Jeremiah 36:27-31
As if animated by the Holy Spirit, the scroll of Jeremiah and Baruch takes on a life of its own. Actually, a life, death, and resurrection.
The king thinks the matter is over when he casts the scroll into the fire. But God has other plans. A new scroll will be written, decreeing all that the previous one had said and more. And we get the feeling that if the king burns that one, a new scroll will be on the way, and a new one after that, and a new one after that. As Walter Brueggemann writes, “God will generate as many scrolls as necessary to override the king’s zeal for autonomy.”

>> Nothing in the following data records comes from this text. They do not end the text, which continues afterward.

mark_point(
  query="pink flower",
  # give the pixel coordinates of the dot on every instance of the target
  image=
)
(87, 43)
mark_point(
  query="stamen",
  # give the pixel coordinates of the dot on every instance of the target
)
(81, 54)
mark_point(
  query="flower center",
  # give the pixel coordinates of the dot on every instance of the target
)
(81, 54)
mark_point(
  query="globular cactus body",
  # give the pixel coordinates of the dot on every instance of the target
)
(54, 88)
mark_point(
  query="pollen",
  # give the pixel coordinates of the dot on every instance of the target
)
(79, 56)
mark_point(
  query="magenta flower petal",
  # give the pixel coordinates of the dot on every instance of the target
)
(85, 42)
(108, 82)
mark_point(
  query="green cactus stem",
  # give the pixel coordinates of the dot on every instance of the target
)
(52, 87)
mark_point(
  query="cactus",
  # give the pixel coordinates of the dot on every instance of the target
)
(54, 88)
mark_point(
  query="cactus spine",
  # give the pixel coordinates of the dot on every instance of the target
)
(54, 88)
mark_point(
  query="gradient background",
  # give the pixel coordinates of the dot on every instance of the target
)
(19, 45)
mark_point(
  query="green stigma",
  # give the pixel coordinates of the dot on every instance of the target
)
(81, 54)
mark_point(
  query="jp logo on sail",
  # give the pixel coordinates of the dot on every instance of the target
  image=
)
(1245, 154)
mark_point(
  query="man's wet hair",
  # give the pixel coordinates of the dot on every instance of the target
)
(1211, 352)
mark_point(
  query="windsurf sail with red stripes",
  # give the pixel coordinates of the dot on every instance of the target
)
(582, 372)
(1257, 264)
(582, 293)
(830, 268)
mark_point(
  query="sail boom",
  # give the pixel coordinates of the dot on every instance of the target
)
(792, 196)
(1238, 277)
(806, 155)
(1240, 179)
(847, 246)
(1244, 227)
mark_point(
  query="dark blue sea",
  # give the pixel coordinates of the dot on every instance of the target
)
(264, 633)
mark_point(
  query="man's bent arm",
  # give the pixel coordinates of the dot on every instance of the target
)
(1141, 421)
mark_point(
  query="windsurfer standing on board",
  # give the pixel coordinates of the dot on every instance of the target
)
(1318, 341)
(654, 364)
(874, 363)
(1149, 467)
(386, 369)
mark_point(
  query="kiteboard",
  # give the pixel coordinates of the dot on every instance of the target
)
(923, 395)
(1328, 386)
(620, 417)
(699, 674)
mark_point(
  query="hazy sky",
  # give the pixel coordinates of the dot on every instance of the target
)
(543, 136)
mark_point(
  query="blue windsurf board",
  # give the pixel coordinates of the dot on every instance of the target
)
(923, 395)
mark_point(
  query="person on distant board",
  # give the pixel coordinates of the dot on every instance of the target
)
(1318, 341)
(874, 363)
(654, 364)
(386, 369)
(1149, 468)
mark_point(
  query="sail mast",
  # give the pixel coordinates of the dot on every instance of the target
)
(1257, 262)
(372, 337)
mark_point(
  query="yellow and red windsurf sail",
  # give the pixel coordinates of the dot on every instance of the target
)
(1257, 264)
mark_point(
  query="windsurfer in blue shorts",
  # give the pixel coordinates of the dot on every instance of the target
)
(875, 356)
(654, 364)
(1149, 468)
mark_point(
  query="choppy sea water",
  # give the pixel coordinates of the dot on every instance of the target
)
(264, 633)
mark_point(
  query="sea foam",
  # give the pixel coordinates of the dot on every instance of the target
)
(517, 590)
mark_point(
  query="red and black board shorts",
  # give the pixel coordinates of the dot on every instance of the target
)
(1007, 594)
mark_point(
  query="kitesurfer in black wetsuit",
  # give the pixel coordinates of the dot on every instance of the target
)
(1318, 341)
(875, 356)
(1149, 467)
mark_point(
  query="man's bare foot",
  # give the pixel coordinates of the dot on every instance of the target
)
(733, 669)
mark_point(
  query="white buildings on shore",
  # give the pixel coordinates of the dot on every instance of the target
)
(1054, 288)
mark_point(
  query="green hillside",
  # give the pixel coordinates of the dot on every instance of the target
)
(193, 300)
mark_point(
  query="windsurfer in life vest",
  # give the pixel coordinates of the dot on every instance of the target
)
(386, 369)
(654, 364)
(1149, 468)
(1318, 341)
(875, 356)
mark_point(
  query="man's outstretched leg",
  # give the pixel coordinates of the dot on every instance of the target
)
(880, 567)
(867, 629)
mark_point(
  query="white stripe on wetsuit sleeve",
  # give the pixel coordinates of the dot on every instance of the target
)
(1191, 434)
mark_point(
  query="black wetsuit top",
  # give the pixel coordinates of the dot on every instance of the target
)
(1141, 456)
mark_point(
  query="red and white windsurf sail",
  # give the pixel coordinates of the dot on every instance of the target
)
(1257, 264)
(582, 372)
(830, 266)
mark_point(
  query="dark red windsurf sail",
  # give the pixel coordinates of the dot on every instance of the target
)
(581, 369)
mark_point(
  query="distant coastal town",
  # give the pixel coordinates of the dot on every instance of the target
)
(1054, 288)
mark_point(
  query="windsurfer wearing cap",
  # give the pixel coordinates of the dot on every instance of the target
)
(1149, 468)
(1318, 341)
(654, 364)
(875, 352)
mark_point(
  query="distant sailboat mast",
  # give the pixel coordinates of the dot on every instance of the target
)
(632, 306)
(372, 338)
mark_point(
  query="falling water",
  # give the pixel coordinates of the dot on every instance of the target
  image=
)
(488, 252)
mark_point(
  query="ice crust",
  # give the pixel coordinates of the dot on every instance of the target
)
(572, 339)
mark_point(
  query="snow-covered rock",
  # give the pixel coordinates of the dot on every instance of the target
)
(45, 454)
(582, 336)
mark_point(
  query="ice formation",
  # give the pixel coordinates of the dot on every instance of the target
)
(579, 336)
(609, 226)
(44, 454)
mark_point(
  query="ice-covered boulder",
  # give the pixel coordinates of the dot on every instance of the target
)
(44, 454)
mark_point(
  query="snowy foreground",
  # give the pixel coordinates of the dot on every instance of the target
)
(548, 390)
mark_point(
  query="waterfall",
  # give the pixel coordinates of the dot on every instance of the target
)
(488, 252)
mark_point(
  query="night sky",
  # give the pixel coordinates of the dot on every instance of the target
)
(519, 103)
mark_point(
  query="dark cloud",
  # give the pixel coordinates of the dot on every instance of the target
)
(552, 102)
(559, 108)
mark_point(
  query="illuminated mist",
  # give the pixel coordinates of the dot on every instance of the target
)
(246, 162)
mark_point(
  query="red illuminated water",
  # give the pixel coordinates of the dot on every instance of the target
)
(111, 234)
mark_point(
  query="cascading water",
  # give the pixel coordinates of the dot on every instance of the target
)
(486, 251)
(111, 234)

The God of the Bible relentlessly opens new doors and clears pathways from the brush. God is relentless in drawing new life from the ashes of old life and new light from the darkness of a tomb. To borrow from the vision statement of the United Church of Christ a few years ago: just when you think you have reached a period, God reveals it as simply a comma.
And this is, in essence, the good news. The story—the scroll—is not finished until love, healing, and goodness are revealed. And if you find yourself at a point in the scroll where these things have not yet been revealed, then you just need to keep reading, either from that scroll or another one that is surely on the way.
Source: Walter Brueggemann, A Commentary on Jeremiah: Exile and Homecoming (Grand Rapids: Eerdmans, 1998), 353.

Consider
What presumed period in my life has God revealed as a comma?
Pray
God whose story only ends in healing and wholeness, open my heart to receive your holy imagination this day. Amen.